In a message dated 9/6/2001 11:16:47 AM Central Daylight Time,
jjllambias@hotmail.com writes:


You seem to be saying that {le mamtA be ce'u} = {le ka makau
mamta ce'u}. That's exactly the same type of confusion as between
{le broda} and {le du'u makau broda}.

Even if you take {le mamte be ce'u} as unevaluated, it
does not refer to the function but to the value of the function.


No, I am not identifying them.  The first is a property properly speaking
(some known member of loi ka makau mamta ceu, say le ka la Babras Buc mamta
ce'u), a function from individuals to truth values.  The second is a function
from individuals to individuals.  
The second can hardly refer to the value of the function, since a function
has no value, only a function applied to an argument has a value, and there
is no argument application here.  Just as in the case of {le ka la Babras Buc
mamta ce'u}, it is the function referred to not the value (true or false
depending on what name you stick in).

The connection between the two forms also does not come to identity because
there are surely places where one will aapply and the other not, though I
haven't come across any yet in the indirect question business (if some value
of {makau} satisfies the problem then that value of some related function
will also satisfy the problem, apparently).

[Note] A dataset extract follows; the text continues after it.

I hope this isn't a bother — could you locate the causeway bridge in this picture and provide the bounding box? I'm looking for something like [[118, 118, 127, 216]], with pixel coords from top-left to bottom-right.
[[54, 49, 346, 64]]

I think your problem is that, unlike the case of {le ka...}, there is no
initial mark to show that what is referred to is a function.  But there is a
final mark: {ce'u}.  Just as a presentation of a proposition can be turned
into that of a property by a {ce'u} inserted in a sumti place, so the
presentation can be turned into a function to what meets that description by
a {ce'u} in a sumti place; that is how logical languages work. Happily, the
grammar does not require another flag at this point (there has to be a
minimal case of abstraction somewhere).
[Note: this means that I am not even recommending the minimalist {ce'u}
dropping -- though I never recommended dropping the second {ce'u}; rather I
now find it necessary to require all {ce'u} to appear.]